Where do we want to go?

alice and chesire cat in treeOne day Alice came to a fork in the road and saw a Cheshire cat in a tree. “Which road do I take?” she asked. “Where do you want to go?” was his response. “I don’t know,” Alice answered. “Then,” said the cat, “it doesn’t matter.”

-Lewis Carrol, Alice’s Adventures in Wonderland

Oh but it does matter! The cat’s question has been ever present as this thought of a church plant has been unfolding in my heart and mind. I know I don’t want my recent experience to distort it’s formation. I also don’t want a postmodern deconstruction bashing of the church to be the force behind the this new faith community. To be honest, I love the picture of the church that is revealed in the New Testament and the thought of that type of community and life is compelling. But, I do agree with the younger generation’s assessment that there is a huge disconnect between the church of the New Testament and the church they see in America. However, while it’s important to know what you don’t want to become, I also don’t want to further the stereotypical perspective of the church as being primarily known for what it is opposed to. Welcome to my swamp.

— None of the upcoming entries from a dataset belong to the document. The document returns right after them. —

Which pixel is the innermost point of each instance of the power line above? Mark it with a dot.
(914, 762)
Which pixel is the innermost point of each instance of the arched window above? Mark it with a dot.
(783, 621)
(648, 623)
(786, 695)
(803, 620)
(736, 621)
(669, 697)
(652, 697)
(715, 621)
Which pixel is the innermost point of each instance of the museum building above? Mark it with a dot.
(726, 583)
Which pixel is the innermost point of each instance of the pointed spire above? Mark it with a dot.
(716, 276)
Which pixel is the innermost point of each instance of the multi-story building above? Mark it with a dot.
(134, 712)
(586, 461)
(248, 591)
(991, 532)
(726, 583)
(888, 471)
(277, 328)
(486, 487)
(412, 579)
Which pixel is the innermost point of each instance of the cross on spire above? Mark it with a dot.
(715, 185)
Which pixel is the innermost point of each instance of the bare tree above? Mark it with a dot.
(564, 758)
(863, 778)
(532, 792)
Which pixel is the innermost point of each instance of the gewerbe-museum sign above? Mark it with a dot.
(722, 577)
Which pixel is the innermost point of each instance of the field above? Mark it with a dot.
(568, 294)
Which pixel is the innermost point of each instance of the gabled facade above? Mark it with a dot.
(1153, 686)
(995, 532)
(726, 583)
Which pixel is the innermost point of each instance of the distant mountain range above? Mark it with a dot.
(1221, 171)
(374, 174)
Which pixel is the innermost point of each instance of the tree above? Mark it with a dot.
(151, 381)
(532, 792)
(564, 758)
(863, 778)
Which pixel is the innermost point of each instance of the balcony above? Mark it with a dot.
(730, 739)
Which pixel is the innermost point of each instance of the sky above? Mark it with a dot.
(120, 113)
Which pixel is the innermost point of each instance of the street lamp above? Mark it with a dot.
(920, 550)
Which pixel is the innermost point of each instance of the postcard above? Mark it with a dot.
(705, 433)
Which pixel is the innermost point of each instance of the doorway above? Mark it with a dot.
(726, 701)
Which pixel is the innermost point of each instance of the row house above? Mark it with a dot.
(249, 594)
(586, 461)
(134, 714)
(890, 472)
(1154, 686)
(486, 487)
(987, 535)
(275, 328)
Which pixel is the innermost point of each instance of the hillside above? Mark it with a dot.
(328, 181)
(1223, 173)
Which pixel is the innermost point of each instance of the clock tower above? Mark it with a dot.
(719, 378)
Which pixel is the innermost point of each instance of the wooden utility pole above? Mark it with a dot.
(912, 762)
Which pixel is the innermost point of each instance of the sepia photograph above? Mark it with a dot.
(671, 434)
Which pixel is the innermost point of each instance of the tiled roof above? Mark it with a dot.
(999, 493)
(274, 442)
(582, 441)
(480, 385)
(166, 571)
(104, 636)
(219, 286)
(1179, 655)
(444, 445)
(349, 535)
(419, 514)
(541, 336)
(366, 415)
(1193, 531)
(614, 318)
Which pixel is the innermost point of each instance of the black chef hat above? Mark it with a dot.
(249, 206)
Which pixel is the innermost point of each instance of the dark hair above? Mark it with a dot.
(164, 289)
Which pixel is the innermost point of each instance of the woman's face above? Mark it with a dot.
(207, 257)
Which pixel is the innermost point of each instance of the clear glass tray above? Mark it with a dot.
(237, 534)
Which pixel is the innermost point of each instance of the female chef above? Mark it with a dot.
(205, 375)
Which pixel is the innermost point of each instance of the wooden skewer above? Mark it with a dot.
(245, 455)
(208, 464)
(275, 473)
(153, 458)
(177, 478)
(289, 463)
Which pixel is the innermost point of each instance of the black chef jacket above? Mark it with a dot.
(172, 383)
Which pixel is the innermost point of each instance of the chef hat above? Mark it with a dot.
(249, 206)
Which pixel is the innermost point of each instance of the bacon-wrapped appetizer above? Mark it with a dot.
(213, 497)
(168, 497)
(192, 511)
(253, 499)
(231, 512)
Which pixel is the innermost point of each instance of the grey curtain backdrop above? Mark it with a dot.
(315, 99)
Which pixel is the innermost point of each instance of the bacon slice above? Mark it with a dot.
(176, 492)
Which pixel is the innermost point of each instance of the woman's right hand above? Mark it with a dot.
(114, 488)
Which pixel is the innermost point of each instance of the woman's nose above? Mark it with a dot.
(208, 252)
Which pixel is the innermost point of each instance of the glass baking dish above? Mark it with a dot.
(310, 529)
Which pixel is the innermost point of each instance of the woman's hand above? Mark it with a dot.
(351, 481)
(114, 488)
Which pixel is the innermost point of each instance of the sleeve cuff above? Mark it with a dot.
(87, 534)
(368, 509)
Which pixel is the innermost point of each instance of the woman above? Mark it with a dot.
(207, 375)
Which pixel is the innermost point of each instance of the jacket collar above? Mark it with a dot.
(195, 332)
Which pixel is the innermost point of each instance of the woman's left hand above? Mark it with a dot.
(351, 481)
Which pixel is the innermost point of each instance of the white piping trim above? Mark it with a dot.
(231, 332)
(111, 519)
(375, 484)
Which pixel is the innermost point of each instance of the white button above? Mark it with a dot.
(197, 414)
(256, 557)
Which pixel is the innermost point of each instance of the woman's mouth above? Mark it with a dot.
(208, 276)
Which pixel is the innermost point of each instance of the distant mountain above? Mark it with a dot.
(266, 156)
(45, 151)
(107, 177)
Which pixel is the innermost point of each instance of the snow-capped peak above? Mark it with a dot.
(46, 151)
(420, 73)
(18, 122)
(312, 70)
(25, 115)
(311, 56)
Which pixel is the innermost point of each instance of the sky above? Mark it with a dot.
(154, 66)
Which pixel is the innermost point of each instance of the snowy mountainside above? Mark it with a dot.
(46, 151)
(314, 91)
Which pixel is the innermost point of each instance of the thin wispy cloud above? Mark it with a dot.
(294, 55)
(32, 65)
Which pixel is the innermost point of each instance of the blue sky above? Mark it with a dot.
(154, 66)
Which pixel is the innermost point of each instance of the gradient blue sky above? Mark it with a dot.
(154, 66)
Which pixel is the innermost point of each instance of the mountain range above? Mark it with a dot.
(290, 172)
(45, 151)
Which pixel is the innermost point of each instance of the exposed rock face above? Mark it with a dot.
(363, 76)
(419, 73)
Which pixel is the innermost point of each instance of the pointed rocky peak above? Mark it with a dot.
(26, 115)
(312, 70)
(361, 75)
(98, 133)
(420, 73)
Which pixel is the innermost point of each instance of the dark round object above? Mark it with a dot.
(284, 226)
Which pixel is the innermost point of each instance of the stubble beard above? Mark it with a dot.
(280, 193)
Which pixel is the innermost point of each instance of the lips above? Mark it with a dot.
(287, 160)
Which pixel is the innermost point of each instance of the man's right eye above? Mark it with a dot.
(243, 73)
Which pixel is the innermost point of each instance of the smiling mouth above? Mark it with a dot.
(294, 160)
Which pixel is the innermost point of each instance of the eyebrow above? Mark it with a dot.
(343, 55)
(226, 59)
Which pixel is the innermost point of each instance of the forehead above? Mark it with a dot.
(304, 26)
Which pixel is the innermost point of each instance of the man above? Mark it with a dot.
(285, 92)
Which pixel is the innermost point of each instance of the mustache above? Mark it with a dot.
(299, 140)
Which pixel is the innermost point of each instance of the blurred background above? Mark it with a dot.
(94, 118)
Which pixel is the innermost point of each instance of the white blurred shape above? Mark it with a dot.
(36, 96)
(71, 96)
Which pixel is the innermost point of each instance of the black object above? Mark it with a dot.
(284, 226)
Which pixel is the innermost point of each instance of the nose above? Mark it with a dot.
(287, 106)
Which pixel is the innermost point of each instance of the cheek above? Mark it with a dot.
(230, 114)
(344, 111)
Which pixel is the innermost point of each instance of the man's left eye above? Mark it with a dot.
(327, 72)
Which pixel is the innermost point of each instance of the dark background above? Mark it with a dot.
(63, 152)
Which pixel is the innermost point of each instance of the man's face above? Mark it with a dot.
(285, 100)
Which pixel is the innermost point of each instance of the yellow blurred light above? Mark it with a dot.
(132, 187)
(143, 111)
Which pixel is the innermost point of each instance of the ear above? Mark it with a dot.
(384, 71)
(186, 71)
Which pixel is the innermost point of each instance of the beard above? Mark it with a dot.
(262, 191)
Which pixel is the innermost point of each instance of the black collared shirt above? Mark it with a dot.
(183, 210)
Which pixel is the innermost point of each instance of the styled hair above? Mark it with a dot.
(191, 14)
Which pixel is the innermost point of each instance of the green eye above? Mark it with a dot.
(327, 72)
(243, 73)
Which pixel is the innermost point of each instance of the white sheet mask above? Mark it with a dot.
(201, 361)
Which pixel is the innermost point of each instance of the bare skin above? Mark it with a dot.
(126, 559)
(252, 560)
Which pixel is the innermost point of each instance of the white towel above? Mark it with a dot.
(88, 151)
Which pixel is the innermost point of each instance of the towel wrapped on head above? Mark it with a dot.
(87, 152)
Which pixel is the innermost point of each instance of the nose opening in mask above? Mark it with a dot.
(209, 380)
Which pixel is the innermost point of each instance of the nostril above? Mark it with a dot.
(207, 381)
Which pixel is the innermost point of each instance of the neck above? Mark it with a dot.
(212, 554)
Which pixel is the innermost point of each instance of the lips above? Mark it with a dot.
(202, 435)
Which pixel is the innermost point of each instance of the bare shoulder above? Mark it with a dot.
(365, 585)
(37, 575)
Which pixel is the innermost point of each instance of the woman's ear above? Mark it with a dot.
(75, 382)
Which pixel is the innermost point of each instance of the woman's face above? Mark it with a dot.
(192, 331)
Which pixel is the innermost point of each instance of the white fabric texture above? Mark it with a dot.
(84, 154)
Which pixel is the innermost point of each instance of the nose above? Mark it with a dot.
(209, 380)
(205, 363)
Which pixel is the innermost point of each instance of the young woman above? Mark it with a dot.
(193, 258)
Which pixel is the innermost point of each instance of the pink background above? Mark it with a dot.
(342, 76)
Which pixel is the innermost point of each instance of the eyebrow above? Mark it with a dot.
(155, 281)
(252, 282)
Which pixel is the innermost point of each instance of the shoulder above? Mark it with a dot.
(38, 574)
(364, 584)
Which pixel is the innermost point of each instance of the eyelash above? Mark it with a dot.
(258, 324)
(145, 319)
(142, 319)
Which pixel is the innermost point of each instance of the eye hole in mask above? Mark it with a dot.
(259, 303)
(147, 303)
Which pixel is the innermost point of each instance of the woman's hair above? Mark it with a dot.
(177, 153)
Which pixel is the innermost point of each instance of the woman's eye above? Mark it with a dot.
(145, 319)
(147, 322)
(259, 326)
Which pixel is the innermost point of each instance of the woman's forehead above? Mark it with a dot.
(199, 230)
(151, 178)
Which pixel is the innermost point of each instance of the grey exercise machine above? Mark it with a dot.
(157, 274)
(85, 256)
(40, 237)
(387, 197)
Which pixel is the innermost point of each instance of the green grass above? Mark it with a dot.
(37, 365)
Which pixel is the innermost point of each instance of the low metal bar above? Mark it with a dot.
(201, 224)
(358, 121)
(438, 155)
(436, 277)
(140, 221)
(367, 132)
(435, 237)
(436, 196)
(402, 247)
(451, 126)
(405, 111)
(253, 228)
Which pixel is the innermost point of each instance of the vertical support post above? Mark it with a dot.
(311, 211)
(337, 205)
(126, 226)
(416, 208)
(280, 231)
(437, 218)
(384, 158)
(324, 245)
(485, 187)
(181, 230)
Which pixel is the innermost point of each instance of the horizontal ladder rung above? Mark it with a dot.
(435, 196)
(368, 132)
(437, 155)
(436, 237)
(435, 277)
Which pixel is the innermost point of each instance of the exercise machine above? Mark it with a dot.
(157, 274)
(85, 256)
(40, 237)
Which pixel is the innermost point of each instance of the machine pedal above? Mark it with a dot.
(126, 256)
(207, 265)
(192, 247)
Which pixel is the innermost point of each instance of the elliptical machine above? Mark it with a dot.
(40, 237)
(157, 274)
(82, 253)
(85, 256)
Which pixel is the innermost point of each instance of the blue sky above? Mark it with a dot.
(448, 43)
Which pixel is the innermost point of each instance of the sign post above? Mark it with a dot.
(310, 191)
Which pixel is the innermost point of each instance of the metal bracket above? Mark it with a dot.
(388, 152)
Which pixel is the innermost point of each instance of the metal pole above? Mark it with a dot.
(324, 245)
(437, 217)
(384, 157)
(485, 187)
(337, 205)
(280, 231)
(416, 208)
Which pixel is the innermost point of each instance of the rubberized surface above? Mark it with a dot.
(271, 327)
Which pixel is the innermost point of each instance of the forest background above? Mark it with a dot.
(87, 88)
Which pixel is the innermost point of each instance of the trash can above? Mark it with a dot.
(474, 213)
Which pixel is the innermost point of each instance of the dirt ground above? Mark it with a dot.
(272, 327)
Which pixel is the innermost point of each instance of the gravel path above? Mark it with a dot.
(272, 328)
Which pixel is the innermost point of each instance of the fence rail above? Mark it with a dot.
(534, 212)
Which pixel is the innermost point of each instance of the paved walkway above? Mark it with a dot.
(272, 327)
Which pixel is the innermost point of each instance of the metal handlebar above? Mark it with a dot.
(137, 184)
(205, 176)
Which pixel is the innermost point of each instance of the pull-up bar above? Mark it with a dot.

I know that there are many wonderful churches and amazing faith communities that are impacting their worlds and communicating the Gospel in word and life. Sue and I could just go and link arms with them and at our age that would be easy. But, that’s not what I feel where we’re supposed to go. I know that all believers are called to GO and create outbreaks of the Kingdom all over the world. But, (this is weird) I think our going is to stay. To be quite honest going would be easier, more comfortable, more secure, and maybe even more successful from a certain perspective. There are lots of obstacles in planting a church, especially here.

God has placed in all our hearts the need for communion with Him, the community of His family, and His rule to be manifested in our world. So some of what I’m feeling is not just a frustration with the institutional church, it’s the tension between my heart and my life. It’s easy for me, in my head, to focus on what is wrong with everyone else and ignore what God has called me to. I’m realizing that it’s not what He’s called me to build (I’m good at this) as much as it is what He has called me to be (not so good at this).

I’m praying that God will use this blog and you to help me grow into what he has called me to. I found at seminary that writing can be a spiritual discipline for me (perhaps worth the cost). It helps me process and connect faith to life. I am hoping that you will (actually, I’m depending on you to) join in this conversation with us.

What life choices have you faced and how did you decide?